Stage 2e is open. Residual AUC collapse inside the same adaptive loop has not been demonstrated. Replay AUC = 0.553 is near the 0.60 threshold but does not constitute confirmation.
The experimental chain Stage 1–2d establishes five results:
The central contribution is the empirical demonstration that external classifier distinguishability and agent-internal attribution correctness are independent. Standard adaptive system evaluation uses external performance metrics to infer internal attribution quality; the SRAAgent result shows this inference fails when policies are adapted under structural misattribution.

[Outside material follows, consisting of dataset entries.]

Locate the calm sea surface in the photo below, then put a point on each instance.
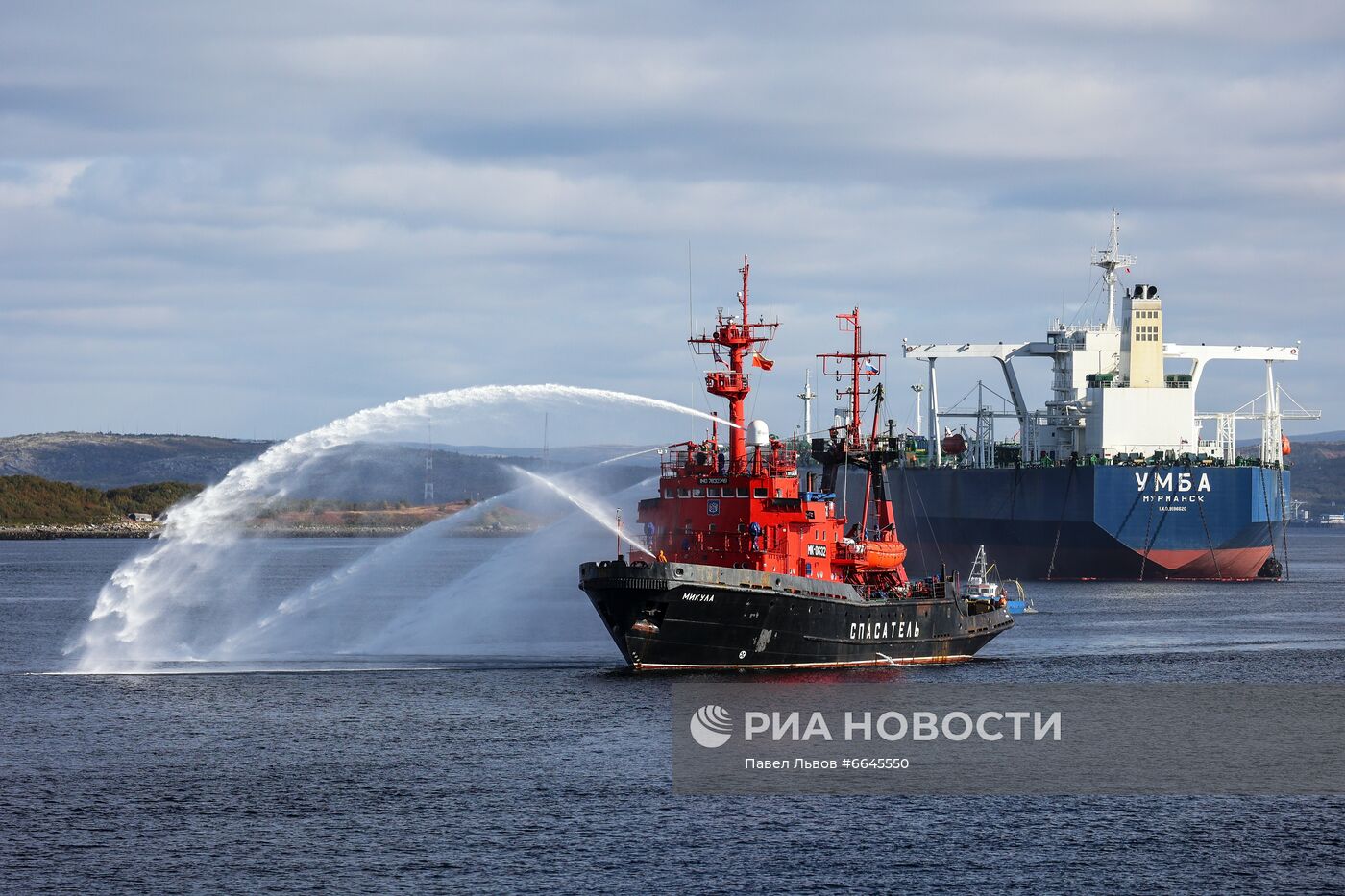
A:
(511, 772)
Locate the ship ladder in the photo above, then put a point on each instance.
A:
(1149, 543)
(1064, 507)
(1210, 540)
(1284, 519)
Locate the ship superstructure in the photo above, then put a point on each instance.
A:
(1132, 444)
(759, 569)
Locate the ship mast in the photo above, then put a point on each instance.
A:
(739, 338)
(870, 366)
(1109, 260)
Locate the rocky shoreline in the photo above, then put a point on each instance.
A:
(87, 530)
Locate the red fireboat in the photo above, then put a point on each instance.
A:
(753, 568)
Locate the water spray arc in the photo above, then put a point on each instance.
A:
(145, 611)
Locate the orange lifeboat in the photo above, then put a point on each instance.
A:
(884, 554)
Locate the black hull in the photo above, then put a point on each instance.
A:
(682, 617)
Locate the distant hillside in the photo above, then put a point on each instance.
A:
(1318, 473)
(107, 460)
(362, 472)
(27, 500)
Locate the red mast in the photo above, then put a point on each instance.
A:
(863, 363)
(739, 338)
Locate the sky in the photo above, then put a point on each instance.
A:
(248, 220)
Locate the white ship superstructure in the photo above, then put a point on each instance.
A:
(1112, 399)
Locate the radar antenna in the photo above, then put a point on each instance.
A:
(1109, 260)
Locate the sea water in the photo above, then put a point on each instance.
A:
(530, 759)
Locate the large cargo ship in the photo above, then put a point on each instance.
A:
(1115, 476)
(746, 567)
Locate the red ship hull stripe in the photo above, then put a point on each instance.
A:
(894, 661)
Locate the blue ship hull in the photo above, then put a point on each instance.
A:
(1093, 522)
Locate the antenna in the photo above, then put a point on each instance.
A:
(429, 466)
(1109, 260)
(807, 395)
(690, 311)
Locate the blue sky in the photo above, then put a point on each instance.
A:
(251, 220)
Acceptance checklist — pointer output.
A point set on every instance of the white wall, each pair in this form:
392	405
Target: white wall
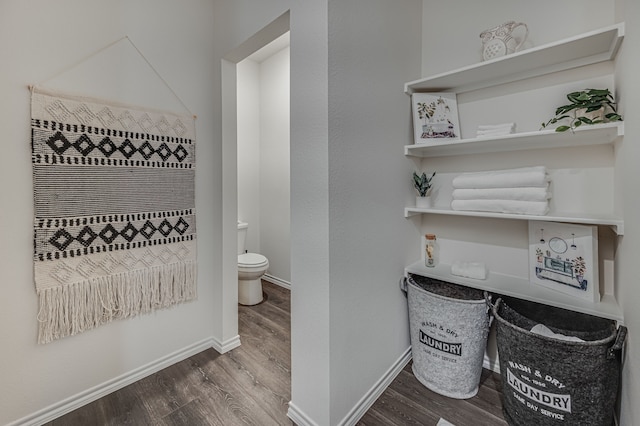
275	179
629	175
249	184
348	186
263	158
374	48
548	21
40	39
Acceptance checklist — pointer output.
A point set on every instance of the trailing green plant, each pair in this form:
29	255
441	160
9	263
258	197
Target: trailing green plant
422	183
585	102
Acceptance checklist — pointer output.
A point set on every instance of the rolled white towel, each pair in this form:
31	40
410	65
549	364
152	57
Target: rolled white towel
536	208
476	270
512	178
522	194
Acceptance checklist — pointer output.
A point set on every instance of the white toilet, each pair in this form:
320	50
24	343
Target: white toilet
251	268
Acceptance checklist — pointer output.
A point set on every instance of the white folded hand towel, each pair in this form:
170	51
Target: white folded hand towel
522	194
492	133
512	178
492	130
536	208
543	330
476	270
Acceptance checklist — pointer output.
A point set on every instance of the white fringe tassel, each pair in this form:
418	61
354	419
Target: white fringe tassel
74	308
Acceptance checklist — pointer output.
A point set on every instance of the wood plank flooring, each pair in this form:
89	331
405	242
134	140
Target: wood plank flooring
251	385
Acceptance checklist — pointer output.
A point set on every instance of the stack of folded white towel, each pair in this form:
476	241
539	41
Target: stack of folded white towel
492	130
520	191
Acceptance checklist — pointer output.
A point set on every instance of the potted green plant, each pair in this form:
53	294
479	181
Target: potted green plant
589	106
422	184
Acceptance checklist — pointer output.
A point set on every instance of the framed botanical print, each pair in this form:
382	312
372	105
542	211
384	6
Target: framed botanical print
564	257
435	116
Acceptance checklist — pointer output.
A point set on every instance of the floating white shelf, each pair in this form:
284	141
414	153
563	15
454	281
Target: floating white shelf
585	49
522	288
616	224
598	134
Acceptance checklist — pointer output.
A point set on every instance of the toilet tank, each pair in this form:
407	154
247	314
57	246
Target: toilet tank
242	235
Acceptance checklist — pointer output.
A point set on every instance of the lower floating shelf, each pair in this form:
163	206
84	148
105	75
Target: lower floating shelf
521	288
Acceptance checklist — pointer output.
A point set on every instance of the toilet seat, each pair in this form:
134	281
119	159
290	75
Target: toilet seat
252	260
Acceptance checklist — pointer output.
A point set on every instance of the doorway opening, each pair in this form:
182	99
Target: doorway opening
264	44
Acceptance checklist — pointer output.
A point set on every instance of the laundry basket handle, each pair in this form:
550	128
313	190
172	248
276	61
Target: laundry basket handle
617	345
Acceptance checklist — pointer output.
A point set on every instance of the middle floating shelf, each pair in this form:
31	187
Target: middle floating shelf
616	224
598	134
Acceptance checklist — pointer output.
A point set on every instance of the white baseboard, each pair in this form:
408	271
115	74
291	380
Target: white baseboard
74	402
277	281
299	417
378	388
227	345
356	413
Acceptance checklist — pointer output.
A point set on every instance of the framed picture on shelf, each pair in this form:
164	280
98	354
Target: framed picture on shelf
435	117
564	258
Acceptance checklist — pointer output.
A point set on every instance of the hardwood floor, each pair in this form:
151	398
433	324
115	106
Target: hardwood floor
251	385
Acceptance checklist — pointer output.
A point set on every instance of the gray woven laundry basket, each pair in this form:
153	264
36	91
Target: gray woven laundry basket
449	325
548	381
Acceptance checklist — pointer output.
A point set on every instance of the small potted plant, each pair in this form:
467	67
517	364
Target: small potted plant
589	106
422	184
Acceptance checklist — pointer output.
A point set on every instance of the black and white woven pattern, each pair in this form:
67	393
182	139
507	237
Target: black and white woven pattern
114	197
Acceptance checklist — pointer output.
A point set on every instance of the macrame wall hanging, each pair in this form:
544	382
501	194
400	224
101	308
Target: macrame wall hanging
114	196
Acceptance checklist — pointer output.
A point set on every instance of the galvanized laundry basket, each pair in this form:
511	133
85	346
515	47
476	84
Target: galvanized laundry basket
449	325
548	380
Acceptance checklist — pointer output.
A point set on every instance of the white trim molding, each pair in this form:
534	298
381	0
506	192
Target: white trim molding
227	345
277	281
299	417
378	388
74	402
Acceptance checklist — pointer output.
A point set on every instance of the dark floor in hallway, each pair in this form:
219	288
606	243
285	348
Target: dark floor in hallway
251	385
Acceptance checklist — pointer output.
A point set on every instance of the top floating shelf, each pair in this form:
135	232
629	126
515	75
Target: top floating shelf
585	49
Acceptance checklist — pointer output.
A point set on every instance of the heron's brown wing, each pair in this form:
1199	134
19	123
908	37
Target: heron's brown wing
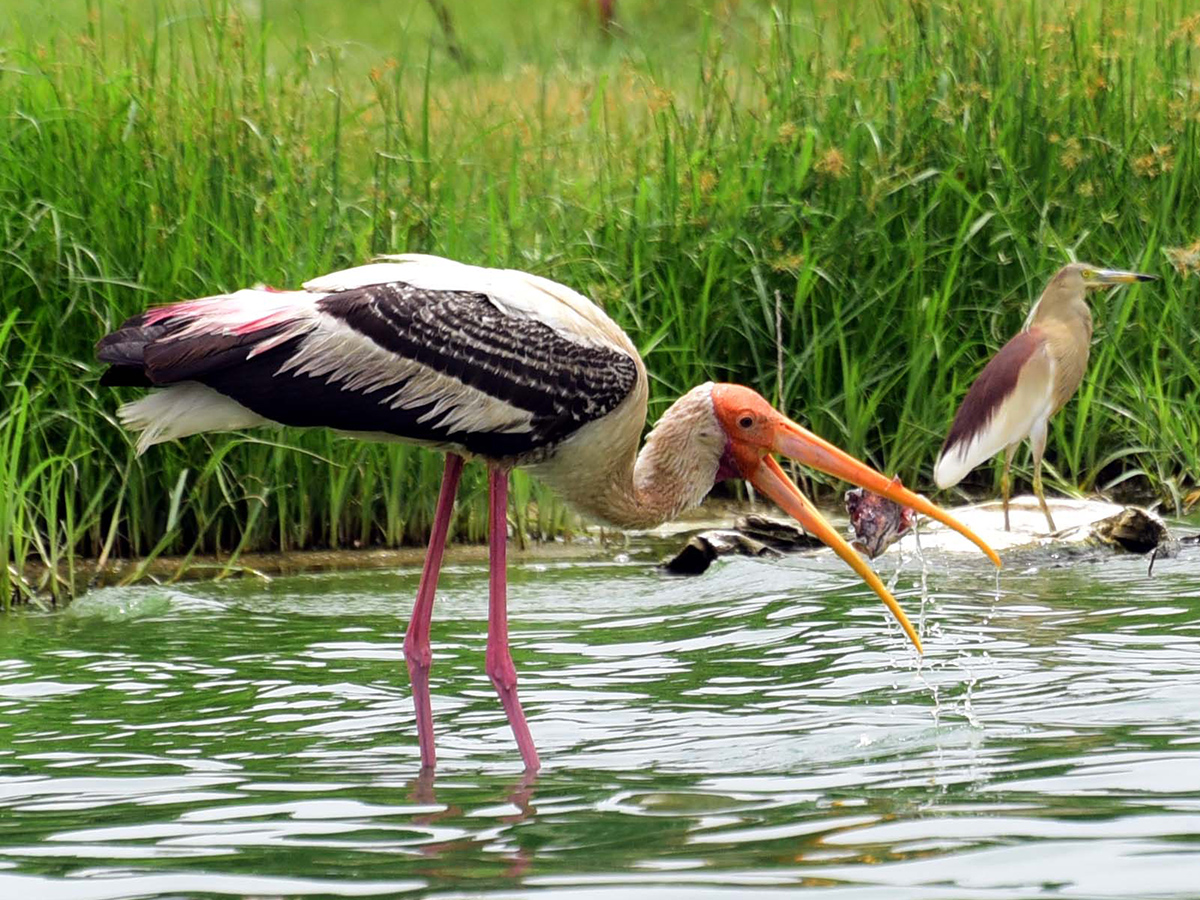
1011	394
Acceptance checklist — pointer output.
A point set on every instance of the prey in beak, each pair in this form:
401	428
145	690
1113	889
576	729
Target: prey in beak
756	431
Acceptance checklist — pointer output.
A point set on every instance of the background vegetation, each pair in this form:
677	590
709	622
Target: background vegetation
880	190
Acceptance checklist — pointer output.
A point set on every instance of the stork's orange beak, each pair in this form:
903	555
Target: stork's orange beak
756	430
804	447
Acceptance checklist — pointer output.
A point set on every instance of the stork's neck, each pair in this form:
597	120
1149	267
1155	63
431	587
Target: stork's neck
673	472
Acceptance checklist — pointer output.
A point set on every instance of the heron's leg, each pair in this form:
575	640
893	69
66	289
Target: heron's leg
1038	441
1005	483
499	661
418	653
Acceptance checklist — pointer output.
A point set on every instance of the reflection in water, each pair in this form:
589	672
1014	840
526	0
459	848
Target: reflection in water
762	726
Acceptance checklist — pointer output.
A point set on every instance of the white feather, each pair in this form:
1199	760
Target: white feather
342	355
183	409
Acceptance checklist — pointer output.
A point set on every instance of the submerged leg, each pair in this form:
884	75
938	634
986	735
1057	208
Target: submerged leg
418	653
1005	483
1038	439
499	661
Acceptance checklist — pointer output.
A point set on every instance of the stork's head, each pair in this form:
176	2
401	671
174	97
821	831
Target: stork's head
755	430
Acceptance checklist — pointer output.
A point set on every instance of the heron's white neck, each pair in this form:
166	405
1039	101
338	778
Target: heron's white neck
630	489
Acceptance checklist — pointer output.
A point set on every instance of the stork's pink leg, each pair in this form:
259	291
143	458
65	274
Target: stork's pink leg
499	661
418	653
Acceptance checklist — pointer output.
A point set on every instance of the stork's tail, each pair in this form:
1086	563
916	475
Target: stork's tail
178	346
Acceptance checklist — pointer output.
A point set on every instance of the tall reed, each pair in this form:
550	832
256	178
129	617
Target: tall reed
905	178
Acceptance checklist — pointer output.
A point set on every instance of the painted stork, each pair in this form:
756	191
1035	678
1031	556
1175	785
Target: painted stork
1029	381
478	363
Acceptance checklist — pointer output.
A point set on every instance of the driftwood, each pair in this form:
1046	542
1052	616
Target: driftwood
1128	529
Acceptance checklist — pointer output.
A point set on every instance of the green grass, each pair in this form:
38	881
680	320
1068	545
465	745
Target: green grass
899	179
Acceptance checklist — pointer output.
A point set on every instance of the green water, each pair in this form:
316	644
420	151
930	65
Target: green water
754	730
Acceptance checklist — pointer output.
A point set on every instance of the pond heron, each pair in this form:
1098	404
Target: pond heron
1027	382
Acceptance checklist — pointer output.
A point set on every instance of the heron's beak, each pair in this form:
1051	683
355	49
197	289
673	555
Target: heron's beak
804	447
1119	276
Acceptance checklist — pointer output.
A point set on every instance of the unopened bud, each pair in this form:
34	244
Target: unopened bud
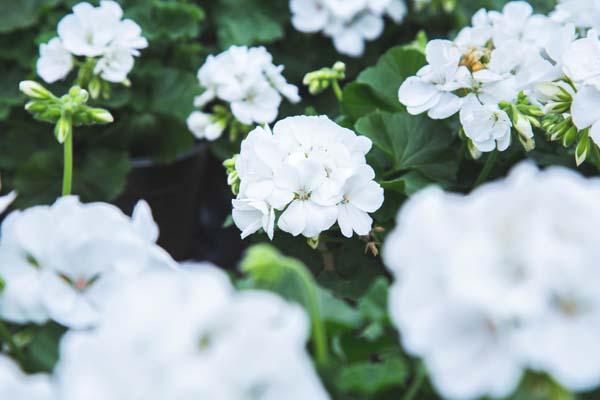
100	116
35	90
63	128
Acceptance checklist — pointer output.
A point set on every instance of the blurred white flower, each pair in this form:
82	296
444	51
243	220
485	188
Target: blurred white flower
15	385
500	281
248	81
95	32
188	335
61	262
349	23
312	170
55	61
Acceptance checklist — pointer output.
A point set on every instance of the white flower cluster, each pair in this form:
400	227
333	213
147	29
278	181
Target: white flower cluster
248	81
487	66
189	335
312	171
500	281
94	32
348	22
581	13
61	262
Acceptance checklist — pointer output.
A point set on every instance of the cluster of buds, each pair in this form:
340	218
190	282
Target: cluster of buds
524	117
558	122
320	80
65	112
233	179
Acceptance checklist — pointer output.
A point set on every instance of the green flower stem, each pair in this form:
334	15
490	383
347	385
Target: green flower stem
337	90
318	328
68	165
6	337
487	168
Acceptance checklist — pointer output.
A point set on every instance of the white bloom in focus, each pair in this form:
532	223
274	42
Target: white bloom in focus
312	209
16	385
192	338
312	170
361	196
252	215
62	262
499	281
204	126
486	125
55	61
432	89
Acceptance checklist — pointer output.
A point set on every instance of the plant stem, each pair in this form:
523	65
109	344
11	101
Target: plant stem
337	90
487	168
6	337
318	328
68	165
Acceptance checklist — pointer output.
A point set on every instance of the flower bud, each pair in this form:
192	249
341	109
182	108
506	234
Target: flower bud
100	116
35	90
582	150
63	128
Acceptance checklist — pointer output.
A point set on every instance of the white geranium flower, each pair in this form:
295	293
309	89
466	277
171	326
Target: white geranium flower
61	262
260	104
361	196
252	215
311	210
486	288
96	32
55	61
312	170
348	22
486	125
248	81
585	111
582	13
432	89
205	126
115	64
15	385
194	337
581	61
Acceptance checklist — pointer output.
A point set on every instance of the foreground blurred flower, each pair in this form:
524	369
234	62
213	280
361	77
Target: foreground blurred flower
500	281
15	385
108	42
248	82
60	262
348	22
189	335
313	171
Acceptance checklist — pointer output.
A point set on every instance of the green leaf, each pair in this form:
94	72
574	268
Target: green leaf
408	184
22	13
412	143
42	353
367	378
248	22
173	20
359	100
391	70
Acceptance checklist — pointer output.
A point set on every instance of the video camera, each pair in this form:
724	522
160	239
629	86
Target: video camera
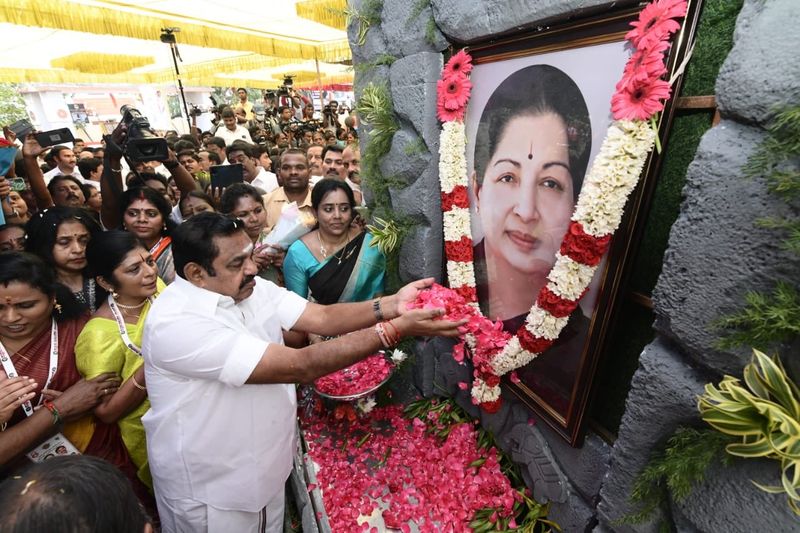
141	142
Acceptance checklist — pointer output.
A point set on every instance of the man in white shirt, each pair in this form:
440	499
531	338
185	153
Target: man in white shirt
221	426
254	173
232	131
66	163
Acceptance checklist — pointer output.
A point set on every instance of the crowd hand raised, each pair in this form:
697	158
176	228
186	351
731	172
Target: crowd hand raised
216	194
13	393
83	395
426	323
31	147
408	294
9	135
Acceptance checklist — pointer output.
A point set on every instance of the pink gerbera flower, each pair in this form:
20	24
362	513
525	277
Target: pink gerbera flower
460	63
655	22
452	97
644	64
640	101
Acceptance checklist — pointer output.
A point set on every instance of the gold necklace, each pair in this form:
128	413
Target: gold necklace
324	252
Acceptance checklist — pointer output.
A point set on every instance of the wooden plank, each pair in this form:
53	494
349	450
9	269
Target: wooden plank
696	102
641	299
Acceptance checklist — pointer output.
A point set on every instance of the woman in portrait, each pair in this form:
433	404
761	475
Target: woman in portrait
531	152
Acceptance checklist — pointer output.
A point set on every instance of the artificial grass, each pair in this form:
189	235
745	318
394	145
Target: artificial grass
633	328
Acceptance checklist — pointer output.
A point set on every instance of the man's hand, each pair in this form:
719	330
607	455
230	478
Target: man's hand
423	323
406	295
9	135
31	147
5	187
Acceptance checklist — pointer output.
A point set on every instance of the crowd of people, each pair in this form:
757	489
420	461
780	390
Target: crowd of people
145	321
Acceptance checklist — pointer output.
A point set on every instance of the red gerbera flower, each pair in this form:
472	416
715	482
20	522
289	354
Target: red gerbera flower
644	64
460	63
655	22
640	101
452	97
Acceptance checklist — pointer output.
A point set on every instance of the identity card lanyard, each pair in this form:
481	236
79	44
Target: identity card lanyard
11	372
123	331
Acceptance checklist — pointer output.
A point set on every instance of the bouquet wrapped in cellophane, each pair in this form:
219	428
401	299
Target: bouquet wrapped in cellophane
291	225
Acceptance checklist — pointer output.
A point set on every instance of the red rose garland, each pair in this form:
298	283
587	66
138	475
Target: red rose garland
640	95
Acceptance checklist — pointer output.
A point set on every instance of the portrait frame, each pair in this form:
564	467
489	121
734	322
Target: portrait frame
580	49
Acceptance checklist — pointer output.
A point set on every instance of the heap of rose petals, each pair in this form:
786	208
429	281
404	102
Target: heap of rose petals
386	463
355	379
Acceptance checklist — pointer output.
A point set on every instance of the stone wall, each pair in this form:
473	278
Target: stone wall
715	256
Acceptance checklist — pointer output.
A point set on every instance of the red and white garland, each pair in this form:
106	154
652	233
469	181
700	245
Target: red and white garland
615	171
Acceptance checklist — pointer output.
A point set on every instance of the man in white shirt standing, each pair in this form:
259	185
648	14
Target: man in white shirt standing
221	426
66	163
254	173
232	131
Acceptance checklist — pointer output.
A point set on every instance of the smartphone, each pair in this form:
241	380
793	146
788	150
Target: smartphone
21	128
226	175
17	184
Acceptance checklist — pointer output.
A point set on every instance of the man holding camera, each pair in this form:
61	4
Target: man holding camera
232	131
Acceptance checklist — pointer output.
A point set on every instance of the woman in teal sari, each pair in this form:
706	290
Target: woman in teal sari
334	262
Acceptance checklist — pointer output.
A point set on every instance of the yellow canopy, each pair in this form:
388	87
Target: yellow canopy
250	43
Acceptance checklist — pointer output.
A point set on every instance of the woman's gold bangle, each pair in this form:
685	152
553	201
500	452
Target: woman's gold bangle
136	383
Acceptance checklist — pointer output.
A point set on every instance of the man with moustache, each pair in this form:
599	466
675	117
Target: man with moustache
66	191
314	156
221	426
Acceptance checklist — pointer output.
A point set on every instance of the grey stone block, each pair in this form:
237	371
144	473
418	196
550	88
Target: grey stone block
471	21
413	82
418	259
374	44
585	466
422	200
406	35
405	160
662	397
574	514
761	72
738	505
716	252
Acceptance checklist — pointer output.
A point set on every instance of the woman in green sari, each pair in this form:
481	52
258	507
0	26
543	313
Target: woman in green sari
111	340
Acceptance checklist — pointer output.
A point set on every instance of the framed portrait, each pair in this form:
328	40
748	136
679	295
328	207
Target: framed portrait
537	116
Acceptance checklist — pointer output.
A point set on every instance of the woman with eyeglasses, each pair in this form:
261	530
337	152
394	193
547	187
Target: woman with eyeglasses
59	236
111	340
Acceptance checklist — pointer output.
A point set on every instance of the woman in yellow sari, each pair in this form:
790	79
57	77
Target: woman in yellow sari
111	340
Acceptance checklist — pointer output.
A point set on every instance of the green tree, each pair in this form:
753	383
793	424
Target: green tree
12	105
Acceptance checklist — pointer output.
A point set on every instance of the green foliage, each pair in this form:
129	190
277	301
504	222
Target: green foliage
386	235
12	105
417	147
430	31
366	17
383	59
530	516
764	413
765	319
684	462
417	9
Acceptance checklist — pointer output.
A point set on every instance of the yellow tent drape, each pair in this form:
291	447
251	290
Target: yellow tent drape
95	63
65	15
328	12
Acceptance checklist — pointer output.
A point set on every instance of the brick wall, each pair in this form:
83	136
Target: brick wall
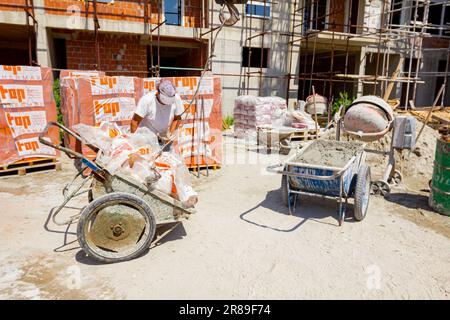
130	10
119	55
5	5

SRA/MOAT is positioned not as a theory of external indistinguishability but as a benchmark for the dissociation between external evidence quality and internal attribution fidelity — a dissociation that ABHT and classical closed-loop identification do not directly target, and whose boundary MOAT v5g is designed to map.
Stage 2e (residual AUC collapse inside the adaptive loop) remains open. If Stage 2e succeeds, the full recursive poisoning claim is established. If Stage 2e fails, the negative result confirms ABHT-family policies cover this geometry — a valuable benchmark finding either way.